LGB people also scored lower on the mental wellbeing index with 23.5 per cent, compared to 24.4 per cent among straight people.

This is despite the fact that there is no significant difference in likelihood to live in a deprived area between LGB and straight people, suggesting that other factors are at play.

This mirrors the research findings of LGBT organisations such as LGBT Youth Scotland, which indicated earlier this year that 84 per cent of LGBT young people said they had experienced mental health problems. 43 per cent said they had self-harmed and 50 per cent had experienced suicidal thoughts or behaviours. The research links this to experiences of bullying and discrimination, particularly in education. 

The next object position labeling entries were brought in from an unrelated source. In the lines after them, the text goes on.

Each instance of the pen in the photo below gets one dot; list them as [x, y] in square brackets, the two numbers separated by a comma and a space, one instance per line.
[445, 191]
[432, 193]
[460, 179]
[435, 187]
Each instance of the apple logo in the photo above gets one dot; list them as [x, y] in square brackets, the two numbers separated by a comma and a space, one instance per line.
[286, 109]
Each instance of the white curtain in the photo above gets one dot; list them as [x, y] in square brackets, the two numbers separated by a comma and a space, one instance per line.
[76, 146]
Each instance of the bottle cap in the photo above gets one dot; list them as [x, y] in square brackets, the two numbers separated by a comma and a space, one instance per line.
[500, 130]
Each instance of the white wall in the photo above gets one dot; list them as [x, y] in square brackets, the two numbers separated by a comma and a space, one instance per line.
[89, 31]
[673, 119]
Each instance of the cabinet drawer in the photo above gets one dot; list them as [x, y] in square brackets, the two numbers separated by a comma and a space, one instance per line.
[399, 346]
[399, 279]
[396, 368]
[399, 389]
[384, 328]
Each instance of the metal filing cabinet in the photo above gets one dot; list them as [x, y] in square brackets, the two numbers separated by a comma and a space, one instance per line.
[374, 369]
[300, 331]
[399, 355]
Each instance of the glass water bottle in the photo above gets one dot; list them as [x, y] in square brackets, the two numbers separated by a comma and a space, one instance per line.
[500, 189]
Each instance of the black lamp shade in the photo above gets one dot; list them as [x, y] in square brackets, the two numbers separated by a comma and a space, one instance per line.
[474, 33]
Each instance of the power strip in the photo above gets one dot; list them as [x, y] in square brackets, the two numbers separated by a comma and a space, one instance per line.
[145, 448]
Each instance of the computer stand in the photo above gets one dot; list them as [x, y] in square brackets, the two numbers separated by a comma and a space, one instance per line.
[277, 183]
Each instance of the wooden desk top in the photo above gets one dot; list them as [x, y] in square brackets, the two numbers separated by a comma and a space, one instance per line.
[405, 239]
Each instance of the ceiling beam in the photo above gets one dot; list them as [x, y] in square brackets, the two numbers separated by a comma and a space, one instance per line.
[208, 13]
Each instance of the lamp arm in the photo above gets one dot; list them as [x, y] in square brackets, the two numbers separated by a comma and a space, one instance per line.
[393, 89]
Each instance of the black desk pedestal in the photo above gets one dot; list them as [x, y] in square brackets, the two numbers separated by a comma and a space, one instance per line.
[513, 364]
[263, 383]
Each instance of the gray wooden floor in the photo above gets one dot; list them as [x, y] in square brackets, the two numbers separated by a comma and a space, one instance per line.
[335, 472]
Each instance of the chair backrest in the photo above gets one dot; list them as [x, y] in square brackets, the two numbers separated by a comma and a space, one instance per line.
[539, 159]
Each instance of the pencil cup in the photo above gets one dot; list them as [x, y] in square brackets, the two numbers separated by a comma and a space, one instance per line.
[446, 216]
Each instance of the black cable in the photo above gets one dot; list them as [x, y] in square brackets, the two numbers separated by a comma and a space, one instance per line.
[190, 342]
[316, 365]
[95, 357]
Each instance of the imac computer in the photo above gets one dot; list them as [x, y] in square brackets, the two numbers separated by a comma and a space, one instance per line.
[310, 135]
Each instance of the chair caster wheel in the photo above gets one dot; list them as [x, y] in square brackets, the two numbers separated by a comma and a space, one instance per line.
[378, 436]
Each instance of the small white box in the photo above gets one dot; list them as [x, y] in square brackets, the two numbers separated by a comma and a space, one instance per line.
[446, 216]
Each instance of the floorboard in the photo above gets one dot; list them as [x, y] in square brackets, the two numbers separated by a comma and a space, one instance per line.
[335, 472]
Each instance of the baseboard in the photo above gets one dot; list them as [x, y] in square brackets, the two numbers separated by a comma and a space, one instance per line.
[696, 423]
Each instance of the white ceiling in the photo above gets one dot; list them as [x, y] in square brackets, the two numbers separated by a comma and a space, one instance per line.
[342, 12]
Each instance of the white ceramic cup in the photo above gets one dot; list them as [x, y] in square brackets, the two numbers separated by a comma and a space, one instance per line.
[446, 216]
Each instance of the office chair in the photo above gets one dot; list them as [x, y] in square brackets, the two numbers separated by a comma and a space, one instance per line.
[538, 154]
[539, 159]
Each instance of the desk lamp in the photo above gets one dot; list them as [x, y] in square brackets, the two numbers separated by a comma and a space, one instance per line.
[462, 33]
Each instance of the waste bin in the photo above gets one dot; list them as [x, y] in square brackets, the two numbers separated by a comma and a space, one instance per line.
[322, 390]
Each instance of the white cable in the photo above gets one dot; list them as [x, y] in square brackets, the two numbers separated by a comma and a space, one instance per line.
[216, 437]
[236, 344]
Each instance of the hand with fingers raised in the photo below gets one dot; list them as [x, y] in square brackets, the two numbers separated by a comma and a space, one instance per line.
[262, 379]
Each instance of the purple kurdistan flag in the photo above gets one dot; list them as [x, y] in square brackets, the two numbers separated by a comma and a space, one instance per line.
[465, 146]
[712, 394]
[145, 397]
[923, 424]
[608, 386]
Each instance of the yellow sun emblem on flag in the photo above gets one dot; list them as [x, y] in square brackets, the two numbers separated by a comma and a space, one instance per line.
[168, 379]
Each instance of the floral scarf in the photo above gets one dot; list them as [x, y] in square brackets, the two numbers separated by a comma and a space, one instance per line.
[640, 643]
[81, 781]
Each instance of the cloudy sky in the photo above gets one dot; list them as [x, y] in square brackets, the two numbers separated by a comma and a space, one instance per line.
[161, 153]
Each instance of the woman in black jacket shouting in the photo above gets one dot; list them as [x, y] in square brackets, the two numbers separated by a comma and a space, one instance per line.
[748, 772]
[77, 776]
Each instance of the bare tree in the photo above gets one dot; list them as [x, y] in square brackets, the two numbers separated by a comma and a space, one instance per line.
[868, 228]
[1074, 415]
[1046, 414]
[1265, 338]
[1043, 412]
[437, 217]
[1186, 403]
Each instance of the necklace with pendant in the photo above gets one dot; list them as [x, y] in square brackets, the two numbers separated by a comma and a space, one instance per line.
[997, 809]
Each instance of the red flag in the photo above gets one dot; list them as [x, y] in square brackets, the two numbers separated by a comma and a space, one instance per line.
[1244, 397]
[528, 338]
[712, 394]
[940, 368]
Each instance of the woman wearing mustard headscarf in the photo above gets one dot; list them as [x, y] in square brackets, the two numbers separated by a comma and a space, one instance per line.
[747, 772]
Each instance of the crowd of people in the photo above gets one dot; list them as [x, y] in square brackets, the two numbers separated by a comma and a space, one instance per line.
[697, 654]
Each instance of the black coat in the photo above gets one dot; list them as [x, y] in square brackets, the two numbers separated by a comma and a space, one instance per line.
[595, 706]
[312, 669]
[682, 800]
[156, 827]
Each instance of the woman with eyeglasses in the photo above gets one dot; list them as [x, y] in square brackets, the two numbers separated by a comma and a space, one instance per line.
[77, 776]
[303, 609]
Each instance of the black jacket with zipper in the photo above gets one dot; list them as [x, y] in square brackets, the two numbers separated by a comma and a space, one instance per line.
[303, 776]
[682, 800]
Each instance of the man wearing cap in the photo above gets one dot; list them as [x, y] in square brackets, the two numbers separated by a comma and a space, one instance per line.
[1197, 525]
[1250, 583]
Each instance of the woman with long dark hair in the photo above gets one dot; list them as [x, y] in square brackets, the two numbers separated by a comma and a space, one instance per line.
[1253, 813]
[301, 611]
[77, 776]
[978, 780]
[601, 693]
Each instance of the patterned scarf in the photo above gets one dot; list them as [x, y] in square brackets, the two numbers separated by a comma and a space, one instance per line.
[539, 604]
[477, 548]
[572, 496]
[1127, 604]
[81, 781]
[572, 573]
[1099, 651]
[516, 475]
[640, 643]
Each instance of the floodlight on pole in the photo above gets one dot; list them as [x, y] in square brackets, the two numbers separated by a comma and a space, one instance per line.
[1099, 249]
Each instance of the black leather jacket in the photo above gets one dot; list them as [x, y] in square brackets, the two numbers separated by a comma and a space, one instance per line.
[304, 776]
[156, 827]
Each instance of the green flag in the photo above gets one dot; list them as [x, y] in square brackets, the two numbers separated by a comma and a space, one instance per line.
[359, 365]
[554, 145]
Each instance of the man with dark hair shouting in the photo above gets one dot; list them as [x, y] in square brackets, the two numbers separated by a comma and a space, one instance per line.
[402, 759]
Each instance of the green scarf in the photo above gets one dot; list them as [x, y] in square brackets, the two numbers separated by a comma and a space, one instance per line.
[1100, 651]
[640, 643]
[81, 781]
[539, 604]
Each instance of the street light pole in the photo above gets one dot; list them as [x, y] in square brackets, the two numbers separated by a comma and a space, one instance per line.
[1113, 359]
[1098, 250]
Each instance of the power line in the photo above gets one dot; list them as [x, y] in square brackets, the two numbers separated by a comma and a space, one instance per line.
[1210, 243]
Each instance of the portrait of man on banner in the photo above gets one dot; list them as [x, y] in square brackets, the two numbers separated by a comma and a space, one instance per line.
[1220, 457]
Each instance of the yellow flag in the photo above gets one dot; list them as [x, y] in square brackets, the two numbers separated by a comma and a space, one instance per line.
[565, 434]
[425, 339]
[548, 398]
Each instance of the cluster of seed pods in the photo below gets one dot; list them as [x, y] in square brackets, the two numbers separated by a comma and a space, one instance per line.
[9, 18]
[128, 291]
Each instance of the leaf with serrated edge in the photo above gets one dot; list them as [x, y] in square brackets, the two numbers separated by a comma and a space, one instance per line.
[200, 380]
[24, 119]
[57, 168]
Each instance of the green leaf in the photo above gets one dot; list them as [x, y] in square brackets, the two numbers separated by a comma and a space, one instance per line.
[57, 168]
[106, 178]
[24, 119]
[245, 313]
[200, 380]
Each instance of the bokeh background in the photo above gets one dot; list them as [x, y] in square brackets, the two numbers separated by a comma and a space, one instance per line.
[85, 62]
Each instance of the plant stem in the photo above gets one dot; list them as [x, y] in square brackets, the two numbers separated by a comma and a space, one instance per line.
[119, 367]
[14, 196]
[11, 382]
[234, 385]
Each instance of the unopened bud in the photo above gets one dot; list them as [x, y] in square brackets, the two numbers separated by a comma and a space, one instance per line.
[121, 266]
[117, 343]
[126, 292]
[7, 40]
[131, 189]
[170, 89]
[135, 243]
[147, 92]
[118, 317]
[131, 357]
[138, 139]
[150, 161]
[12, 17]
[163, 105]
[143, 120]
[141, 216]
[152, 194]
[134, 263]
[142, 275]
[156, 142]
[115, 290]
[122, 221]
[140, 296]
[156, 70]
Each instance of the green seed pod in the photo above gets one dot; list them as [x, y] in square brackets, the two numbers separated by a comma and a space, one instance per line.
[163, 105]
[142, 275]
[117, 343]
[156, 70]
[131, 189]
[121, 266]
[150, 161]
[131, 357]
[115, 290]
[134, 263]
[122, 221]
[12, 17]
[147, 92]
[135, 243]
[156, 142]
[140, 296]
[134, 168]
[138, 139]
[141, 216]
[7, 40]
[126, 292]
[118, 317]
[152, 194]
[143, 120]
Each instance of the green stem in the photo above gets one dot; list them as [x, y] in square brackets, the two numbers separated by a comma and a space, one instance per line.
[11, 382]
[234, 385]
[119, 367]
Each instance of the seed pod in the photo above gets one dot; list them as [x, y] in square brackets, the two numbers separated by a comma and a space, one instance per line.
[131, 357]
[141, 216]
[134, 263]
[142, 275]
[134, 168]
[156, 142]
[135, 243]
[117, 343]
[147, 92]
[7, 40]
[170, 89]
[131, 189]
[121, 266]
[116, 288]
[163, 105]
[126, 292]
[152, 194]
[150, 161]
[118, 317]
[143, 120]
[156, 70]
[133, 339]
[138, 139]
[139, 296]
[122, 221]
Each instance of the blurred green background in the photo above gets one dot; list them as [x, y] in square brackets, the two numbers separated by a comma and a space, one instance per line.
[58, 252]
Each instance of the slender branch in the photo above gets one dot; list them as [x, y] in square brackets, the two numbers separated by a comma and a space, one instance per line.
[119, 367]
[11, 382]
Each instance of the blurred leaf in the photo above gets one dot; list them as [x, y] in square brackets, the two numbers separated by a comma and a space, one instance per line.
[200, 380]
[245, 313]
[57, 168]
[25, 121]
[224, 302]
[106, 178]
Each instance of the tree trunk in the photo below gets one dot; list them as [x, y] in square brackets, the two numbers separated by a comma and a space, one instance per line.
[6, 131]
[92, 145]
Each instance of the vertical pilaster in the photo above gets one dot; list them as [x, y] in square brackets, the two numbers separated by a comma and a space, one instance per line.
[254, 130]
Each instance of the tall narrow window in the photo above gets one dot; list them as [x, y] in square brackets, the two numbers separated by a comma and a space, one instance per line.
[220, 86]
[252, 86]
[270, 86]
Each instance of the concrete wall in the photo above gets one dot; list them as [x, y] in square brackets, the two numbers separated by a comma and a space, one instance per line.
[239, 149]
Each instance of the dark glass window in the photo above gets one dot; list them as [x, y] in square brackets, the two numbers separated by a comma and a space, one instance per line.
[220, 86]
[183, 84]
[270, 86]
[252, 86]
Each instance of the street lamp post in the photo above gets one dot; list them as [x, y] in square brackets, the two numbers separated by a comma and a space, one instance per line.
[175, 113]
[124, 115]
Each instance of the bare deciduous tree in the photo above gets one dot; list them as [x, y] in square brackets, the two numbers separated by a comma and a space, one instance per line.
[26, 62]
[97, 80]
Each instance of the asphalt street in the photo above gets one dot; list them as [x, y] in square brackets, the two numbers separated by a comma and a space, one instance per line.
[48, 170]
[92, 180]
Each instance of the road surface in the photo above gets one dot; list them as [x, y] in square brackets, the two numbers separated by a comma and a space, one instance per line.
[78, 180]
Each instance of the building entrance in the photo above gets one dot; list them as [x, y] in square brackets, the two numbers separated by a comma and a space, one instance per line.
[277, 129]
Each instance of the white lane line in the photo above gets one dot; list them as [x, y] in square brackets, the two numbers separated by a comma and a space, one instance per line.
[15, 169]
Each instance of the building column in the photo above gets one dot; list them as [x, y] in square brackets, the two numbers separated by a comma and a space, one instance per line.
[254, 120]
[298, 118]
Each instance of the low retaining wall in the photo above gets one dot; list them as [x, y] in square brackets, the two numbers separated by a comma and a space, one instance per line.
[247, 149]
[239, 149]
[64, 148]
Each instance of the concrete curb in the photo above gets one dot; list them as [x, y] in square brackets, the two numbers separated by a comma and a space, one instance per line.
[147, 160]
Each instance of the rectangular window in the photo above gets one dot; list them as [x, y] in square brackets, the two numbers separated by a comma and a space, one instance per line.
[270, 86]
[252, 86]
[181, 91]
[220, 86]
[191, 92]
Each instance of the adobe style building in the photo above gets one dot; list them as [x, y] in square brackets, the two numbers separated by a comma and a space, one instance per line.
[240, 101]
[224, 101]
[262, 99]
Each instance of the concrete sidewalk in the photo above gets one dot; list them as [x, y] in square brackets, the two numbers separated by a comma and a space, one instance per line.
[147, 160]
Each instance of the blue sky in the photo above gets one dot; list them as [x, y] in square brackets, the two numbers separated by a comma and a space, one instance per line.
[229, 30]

6) Women are more likely to shoulder the responsibility of unpaid care – and face financial and mental toll

Nearly one in five adult women reported that they provide unpaid care, compared to 14 per cent of men.

Women aged 55-64 are most likely to provide unpaid care, at 27.2 per cent, while the age group of women least likely to provide unpaid care are 16-24 year-olds at 15 per cent.

The figure among 16-24 year old men is just 8.4 per cent, while the men most likely to provide unpaid care are also 55-64 year-olds at 19.7 per cent.

Prior research into the impact of caring has indicated a financial and mental toll on unpaid carers. For example, Carers Trust found in 2015 that, across the UK, 48 per cent of carers said they struggled to ‘make ends meet’ as a result of their caring responsibilities, while 45 per cent of young adult carers and 68.8 per cent of older carers said being a carer had negatively impacted on their mental health.